Felizmente, o rompimento da bolsa provocou o aumento das contrações e a conclusão da dilatação por volta das 12 horas.

No momento da expulsão, a obstetriz deixou a meu critério fazer ou não a episiotomia, com a ressalva de que ela o faria, se considerasse necessário.

Eu estava exausta, pois não tinha dormido nada e as dores me deixaram muito fraca. Com o apoio da equipe da Casa, do meu marido e de minha mãe, que ficaram firmes ao meu lado me ajudando a manter o controle, dei à luz a Isis às 13:37, sem cortes, sem rasgos, sem qualquer intervenção cirúrgica ou analgesia, sem exageros antissépticos, num ambiente muito aconchegante.

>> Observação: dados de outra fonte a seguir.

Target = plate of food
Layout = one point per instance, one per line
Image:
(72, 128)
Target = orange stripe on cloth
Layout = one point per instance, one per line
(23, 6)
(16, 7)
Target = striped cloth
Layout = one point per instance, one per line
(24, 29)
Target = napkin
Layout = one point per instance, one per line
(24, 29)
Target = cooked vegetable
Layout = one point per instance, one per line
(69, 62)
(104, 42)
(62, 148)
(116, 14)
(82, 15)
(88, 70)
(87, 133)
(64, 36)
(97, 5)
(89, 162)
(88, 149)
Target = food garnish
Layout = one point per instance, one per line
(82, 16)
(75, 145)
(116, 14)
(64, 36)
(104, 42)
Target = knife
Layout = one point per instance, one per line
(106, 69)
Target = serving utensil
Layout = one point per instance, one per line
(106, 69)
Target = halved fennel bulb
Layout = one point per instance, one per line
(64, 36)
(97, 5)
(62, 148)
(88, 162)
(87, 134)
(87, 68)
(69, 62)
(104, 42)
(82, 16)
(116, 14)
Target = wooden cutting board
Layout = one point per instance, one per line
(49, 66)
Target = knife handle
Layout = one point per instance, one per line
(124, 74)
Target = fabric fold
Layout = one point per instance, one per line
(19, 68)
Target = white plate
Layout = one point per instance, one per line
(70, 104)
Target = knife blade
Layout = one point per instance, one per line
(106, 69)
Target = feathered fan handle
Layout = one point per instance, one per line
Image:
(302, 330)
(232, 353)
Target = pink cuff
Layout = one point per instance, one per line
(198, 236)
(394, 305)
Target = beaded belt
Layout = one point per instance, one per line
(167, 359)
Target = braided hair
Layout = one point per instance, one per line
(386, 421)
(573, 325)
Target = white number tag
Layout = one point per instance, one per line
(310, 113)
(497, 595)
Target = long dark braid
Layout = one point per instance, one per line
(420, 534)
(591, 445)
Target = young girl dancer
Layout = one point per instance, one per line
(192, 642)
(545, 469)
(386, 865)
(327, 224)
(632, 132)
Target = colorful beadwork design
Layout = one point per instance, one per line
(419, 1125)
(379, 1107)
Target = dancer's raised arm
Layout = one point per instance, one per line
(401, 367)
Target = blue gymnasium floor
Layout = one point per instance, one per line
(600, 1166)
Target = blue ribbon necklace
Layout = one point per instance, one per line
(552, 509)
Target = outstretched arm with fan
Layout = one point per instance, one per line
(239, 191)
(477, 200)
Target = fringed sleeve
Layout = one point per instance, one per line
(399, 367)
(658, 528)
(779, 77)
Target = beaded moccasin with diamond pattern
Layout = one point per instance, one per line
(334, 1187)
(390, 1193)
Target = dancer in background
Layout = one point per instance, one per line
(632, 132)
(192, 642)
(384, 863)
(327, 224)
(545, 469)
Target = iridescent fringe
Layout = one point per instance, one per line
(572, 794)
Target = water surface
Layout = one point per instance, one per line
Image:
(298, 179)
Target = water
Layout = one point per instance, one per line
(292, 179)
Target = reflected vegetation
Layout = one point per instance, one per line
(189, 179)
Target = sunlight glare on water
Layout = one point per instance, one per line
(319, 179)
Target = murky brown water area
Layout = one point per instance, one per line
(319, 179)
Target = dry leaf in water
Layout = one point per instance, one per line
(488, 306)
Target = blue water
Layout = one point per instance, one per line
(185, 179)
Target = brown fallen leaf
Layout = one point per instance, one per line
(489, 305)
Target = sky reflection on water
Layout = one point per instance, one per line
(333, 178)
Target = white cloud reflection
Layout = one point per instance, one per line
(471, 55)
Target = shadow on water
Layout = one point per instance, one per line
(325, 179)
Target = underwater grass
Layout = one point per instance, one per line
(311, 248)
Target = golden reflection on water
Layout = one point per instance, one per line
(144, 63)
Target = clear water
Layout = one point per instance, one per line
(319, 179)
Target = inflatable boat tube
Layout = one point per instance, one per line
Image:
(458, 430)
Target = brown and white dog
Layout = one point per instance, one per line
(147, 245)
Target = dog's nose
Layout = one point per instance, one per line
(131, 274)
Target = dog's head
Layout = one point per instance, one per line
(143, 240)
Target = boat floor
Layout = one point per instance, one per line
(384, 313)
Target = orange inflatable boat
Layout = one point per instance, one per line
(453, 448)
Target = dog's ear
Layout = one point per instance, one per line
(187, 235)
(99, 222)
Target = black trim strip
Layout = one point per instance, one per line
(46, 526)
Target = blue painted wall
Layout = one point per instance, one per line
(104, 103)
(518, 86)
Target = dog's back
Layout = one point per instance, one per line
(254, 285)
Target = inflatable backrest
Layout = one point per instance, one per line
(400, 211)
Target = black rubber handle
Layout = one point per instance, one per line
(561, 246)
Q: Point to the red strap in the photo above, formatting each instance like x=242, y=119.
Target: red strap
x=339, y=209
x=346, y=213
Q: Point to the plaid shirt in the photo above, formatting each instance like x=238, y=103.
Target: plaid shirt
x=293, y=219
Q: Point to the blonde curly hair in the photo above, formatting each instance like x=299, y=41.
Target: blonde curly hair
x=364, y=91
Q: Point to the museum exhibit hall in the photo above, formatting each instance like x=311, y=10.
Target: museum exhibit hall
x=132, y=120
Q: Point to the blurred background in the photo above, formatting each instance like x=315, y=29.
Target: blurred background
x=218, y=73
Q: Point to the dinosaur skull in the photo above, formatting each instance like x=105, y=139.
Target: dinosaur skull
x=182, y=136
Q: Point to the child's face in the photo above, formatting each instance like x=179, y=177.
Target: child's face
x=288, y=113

Após o parto, meu marido cortou o cordão umbilical, e minha filha recebeu imediatos cuidados, permanecendo por alguns minutos num berço aquecido ao meu lado, enquanto a obstetriz procedia ao parto da placenta. Ela foi examinada, pesada e medida. Depois que a placenta saiu e que eu devorei um prato de comida, Isis foi colocada nos meus braços e começou imediatamente a sugar o leite. Nasceu sabendo direitinho o que ela deveria fazer nos seus primeiros momentos de vida. Também foi o pai que depois deu o primeiro banho e vestiu nossa bebê. Ele teve o seu direito de presenciar o nascimento da nossa filha respeitado, sem pagar um tostão. Ao contrário disso, nos hospitais particulares, pais são obrigados a pagar para assistir ao parto de seus próprios filhos!

Fiquei na Casa de Parto apenas 24 horas, junto com minha filha, em um quarto coletivo com cinco leitos. Porém não precisei compartilhá-lo com ninguém, uma vez que só havia mais uma parturiente na casa, que foi alojada no outro quarto. Recebi assistência integral da equipe e orientação para a amamentação. Tudo com paciência e tempo. Uma semana depois eu estava perfeitamente recuperada, pronta para o próximo filho.

Com meu médico, provavelmente eu teria sido encaminhada para a cesária, considerando minha idade, a demora na dilatação, talvez o tamanho do bebê, que nasceu com 3,560Kg, e ainda uma voltinha do cordão umbilical no pescoço, problema resolvido pela obstetriz com muita rapidez e eficiência.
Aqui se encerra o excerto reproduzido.